With human rights groups and journalists getting ready to mark the anniversary of the brutal murder of Jamal Khashoggi, US President Donald Trump's son-in-law, Jared Kushner, is expected to attend the Future Investment Initiative in Riyadh, one year after dozens of government officials and business leaders boycotted the high-profile event in protest over the killing of the Saudi Journalist.
Known as "Davos in the Desert", Kushner is expected to confirm his attendance in the glitzy event, which will be held in the Ritz-Carlton Hotel, where Crown Prince Mohammed Bin Salman imprisoned many of the kingdom's most wealthy business leaders in 2017, during a crackdown billed as an anti-corruption campaign.
Kushner is expected to attend as part of a broader US delegation, according to the Washington Post which announced the news citing a source familiar with his plans who spoke on the condition of anonymity.
The decision is likely to be seen as further sign of the Trump administration's stalwart support of the crown prince, who the UN believes is responsible for the murder of Khashoggi. A similar conclusion was made by the CIA. Officials in the agency said they had "high confidence" that Bin Salman ordered the killing.
Despite the views of his own intelligence community and the UN, President Trump and his son-in-law Kushner, have led the efforts to rehabilitate the crown prince, known also as MBS.
Last year, US Treasury Secretary Steven Mnuchin withdrew from the forum which was held within weeks of Khashoggi's murder. He was joined by dozens of business heads in the boycott of the Future Investment Initiative, one of Riyadh's major PR events designed to attract global investors to the kingdom.

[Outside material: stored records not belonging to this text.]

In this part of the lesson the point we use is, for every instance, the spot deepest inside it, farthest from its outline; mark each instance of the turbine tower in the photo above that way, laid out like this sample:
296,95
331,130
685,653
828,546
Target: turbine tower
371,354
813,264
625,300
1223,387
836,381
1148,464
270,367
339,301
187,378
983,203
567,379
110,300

With the Saudis denying any knowledge of the initial disappearance and killing of Khashoggi during the weeks leading up to the forum, the moral radar of business leaders was tested to the limit. Senior ministers from Britain and France pulled out of the event along with chief executives or chairmen of about a dozen big financial firms such as JP Morgan Chase and HSBC, and International Monetary Fund chief Christine Lagarde.